Don Monléon qui avait une grande culture patristique et qui se fondait sur la Glossa ordinaria, une glose médiévale reprenant elle aussi tous les écrits des Pères de l'Église verset par verset de la Bible, déclarait que « le bélier figure les évêques, les docteurs et les princes chrétiens et tous ceux qui exercent les fonctions de pasteur ou de conducteur dans le troupeau du Christ ». Pour Don Monléon, « les deux cornes figurent l'exemple de la bonne conduite et de la correction fraternelle, la première est plus haute car elle commande l'autre et elle continue de grandir avec le progrès dans la vertu. Le marais, terrain mouvant et fangeux, figure l'instabilité des choses humaines. Le bélier combat l'occident qui figure le péché en général qui éteint la lumière, l’aquilon, le nord, car le vent glacé de l'égoïsme détruit la charité, et le midi dont l'ardeur figure les passions, mais non l'orient où se lève le soleil de la vérité. Le bouc figure les ennemis de la foi, les persécuteurs et les hérésiarques. Il n'a qu'une grande corne qui figure son astuce et il combat le midi qui figure ici l'ardeur de la charité, l'orient pour empêcher le rayonnement du soleil de la justice ainsi que la force, c’est-à-dire Dieu lui-même. Le bouc fond sur le bélier, brise ses cornes, le piétine. Il grandit et sa grande corne fait des ravages. Elle se fractionne en quatre et naît une petite corne qui rappelle la petite corne qui pousse sur les dix cornes de la quatrième bête de la vision précédente », et, je cite Daniel lui-même, « elle, la petite corne, s'éleva jusqu'à la force du ciel et elle fit tomber la force et les étoiles, et elle les foula aux pieds. Elle s'éleva jusqu'au prince de la force et lui enleva le sacrifice perpétuel et renversa le lieu de sa sanctification. Cependant, la force lui fut donnée contre le sacrifice perpétuel à cause des péchés, et la vérité sera jetée à terre, et il agira, et il réussira, et il fera mourir les forts et le peuple des saints ». (Dn. 8, 9-12; Dn. 8, 24)

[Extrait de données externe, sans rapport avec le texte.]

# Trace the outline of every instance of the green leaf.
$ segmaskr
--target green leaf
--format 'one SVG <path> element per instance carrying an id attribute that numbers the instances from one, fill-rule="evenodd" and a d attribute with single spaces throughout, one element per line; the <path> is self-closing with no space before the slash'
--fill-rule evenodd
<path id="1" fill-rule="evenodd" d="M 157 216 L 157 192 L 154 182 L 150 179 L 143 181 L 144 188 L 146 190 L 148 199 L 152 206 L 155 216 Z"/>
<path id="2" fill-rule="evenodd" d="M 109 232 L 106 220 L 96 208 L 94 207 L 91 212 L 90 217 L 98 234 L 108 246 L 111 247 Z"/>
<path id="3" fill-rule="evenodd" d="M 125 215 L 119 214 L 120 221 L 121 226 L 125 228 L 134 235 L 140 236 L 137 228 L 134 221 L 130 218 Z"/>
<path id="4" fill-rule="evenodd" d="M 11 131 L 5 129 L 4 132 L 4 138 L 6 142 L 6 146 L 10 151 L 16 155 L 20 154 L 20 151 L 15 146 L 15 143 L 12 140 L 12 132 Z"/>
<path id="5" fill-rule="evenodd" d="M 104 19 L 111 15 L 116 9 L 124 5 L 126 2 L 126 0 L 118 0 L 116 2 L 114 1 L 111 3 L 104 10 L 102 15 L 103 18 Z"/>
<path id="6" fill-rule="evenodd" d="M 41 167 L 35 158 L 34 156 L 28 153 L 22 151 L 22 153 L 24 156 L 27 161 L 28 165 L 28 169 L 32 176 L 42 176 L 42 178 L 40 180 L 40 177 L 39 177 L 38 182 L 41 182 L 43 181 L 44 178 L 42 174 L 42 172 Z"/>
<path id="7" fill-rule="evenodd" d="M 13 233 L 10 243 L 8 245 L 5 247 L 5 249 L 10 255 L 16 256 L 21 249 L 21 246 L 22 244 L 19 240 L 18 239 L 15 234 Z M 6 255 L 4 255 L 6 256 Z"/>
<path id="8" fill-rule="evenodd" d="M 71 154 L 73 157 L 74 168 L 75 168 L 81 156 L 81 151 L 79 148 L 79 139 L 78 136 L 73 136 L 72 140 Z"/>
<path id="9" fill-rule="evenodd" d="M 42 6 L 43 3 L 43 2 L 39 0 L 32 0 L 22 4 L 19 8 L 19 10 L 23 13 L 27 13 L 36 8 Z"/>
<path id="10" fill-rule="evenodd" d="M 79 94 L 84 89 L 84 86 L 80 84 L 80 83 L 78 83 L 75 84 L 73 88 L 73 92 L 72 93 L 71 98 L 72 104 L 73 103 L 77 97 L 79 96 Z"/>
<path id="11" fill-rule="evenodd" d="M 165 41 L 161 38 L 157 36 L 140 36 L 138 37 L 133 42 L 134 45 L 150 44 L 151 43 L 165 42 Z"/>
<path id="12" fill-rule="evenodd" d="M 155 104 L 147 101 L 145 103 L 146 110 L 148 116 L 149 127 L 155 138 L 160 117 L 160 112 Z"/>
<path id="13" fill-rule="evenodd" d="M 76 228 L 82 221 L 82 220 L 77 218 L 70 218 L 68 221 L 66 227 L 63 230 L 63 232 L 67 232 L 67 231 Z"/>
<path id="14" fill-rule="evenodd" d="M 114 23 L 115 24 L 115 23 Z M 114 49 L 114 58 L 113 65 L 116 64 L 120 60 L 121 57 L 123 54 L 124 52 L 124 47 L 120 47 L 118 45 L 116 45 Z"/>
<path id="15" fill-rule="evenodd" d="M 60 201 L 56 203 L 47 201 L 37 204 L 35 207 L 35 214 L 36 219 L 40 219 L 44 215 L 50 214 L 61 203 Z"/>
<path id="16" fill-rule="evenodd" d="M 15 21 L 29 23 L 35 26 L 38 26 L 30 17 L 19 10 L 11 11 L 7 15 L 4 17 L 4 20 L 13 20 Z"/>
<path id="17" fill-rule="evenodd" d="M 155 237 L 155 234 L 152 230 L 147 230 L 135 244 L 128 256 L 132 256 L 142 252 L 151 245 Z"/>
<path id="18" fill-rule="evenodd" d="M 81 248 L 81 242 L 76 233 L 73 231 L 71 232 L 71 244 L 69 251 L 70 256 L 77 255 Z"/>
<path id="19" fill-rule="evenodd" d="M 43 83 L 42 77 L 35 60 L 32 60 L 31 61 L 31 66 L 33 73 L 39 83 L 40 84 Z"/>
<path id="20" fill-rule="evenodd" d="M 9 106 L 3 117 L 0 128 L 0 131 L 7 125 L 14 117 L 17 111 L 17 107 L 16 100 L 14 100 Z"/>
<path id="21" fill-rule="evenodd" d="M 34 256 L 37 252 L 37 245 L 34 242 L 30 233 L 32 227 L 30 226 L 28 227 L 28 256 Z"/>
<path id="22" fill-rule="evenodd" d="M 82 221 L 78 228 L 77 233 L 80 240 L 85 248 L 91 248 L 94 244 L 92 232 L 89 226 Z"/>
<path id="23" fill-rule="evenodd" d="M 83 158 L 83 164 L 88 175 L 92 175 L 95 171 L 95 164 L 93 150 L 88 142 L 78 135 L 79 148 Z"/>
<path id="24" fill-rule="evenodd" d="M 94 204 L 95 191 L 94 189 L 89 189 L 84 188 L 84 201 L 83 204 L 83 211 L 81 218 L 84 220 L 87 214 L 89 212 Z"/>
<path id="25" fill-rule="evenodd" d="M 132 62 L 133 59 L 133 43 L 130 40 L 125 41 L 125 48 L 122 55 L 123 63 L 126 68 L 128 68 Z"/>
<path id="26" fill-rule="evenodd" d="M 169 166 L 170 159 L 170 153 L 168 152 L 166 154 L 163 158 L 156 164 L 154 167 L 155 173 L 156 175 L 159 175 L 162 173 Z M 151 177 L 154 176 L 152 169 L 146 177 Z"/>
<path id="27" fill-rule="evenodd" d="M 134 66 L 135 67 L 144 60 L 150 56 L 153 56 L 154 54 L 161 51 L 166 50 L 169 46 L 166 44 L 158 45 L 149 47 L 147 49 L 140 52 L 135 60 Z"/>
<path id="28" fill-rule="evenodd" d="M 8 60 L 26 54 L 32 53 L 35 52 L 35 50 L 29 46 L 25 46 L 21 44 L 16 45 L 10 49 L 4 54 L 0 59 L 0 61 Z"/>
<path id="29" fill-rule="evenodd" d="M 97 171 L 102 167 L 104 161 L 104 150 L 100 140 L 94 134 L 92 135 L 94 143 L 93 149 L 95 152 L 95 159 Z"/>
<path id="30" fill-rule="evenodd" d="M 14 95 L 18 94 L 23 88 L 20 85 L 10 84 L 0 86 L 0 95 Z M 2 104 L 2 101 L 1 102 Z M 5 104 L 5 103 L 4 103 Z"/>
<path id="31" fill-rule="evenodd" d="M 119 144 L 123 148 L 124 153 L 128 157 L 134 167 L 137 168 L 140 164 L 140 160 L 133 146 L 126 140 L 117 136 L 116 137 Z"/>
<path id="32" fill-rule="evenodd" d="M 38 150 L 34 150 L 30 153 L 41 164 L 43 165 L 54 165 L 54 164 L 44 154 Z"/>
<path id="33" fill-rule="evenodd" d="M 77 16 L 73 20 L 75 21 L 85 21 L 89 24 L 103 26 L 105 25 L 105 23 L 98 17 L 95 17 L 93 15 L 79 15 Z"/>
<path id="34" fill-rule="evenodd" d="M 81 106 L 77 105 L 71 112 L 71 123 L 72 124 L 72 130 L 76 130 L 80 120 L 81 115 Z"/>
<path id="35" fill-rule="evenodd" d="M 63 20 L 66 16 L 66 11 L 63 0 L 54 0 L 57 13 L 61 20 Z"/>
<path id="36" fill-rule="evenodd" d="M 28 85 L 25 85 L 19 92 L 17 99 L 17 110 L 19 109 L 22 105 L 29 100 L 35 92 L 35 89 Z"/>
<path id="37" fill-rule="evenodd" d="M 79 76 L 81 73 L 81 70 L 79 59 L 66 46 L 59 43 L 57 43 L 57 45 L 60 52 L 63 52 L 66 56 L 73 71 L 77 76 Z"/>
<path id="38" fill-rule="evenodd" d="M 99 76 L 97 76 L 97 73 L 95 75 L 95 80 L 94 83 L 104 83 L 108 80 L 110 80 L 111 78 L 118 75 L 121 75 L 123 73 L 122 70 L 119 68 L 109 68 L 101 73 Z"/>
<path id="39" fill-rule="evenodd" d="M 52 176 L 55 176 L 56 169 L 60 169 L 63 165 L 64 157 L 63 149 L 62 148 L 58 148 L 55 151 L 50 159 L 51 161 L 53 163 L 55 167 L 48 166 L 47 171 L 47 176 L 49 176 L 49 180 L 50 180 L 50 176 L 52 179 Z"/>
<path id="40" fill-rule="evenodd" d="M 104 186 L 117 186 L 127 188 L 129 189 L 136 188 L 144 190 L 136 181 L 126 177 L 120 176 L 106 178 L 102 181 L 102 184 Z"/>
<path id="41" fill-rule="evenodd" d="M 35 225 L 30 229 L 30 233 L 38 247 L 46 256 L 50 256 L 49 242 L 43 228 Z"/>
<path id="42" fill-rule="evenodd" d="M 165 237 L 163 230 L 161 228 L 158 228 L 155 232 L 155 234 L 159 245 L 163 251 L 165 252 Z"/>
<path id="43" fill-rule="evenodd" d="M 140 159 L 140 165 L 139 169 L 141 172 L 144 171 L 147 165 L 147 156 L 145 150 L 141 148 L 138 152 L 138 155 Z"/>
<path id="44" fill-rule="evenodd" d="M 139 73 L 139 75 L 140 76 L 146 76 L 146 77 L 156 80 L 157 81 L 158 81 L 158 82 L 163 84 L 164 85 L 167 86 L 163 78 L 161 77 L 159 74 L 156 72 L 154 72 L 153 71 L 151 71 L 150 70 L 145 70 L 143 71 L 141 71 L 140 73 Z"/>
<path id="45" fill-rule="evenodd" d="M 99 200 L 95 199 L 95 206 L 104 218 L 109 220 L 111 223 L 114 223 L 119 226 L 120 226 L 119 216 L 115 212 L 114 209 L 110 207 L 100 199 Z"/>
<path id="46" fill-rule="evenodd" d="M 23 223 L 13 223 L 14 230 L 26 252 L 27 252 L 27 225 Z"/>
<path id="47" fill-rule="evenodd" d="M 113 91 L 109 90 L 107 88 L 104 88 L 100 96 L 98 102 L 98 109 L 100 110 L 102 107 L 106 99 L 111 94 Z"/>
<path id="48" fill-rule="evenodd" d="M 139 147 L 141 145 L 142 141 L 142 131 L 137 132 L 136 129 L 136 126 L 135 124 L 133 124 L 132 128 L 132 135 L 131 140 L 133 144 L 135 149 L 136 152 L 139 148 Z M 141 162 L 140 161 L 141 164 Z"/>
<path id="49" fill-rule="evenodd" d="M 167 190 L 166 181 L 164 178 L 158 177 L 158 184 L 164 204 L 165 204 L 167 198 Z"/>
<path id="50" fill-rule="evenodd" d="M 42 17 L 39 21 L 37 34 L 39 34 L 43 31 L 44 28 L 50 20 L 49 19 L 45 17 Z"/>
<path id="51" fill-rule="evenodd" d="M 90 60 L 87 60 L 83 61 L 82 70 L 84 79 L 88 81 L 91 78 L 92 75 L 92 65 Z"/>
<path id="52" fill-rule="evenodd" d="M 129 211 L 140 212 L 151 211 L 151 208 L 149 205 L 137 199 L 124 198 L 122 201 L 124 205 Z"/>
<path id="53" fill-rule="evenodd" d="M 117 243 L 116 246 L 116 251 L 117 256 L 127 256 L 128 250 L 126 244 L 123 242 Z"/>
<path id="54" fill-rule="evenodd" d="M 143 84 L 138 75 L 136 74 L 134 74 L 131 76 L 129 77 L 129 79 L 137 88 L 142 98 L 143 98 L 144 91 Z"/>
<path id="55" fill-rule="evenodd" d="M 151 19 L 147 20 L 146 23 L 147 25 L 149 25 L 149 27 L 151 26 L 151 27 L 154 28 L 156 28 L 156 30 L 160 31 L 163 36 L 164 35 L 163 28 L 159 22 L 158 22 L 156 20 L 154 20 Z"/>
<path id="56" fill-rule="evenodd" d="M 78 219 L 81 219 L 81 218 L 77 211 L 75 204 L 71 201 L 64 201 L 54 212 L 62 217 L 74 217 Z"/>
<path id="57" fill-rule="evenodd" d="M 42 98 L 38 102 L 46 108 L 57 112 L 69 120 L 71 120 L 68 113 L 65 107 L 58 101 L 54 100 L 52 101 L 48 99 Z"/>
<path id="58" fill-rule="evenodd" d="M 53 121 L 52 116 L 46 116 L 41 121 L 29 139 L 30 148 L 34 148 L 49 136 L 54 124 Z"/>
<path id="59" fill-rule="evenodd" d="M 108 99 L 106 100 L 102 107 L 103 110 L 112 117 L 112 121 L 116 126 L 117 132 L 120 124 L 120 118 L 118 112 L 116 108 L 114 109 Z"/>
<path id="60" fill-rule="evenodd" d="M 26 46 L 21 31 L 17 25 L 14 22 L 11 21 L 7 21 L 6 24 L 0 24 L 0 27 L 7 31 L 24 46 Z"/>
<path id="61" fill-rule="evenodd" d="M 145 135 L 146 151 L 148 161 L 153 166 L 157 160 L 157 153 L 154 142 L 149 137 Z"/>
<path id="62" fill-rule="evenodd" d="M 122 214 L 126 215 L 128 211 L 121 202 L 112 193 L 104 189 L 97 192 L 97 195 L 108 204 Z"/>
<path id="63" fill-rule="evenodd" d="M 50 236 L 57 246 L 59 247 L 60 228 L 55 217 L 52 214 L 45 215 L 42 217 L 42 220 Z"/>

Alors, ce sont des prophéties terribles, des prophéties de l'Ancien Testament. Il y a d'autres éléments dans d'autres livres de l'Ancien Testament, Isaïe, Ezéchiel, et d'autres livres. Et les Pères, qui étaient beaucoup plus cultivés que nous ne le sommes aujourd'hui sur ces questions, font le rapport entre tous ces textes. Mais bon, je n'ai pas le temps de tout vous exposer ici.

Saint Paul annonce la grande apostasie et le règne de l’Antéchrist à la fin des temps

Alors ensuite, nous avons saint Paul qui prophétise à plusieurs endroits ce qu'on appelle la grande apostasie, « dans les derniers jours, dit-il, s'installeront des temps périlleux » (II Tim, 3, 1), et il précise que l'Antéchrist sera précédé par une perte générale de la foi : « Que nul ne vous séduise en rien, cela n'arrivera pas avant d'abord l'apostasie et que ne soit révélé l'homme de péché, le fils de perdition » (II Thess, 2, 3). Alors, que signifie l’apostasie ? En latin, on traduit par discessio. C'est l'action de s'éloigner. Apostasia, c'est l'action de s'éloigner, la défection, l'abandon. Et de fait, saint Paul nous dit dans la première épître à Timothée : « dans les derniers temps, certains s'éloigneront de la foi » (I Tim, 4, 1).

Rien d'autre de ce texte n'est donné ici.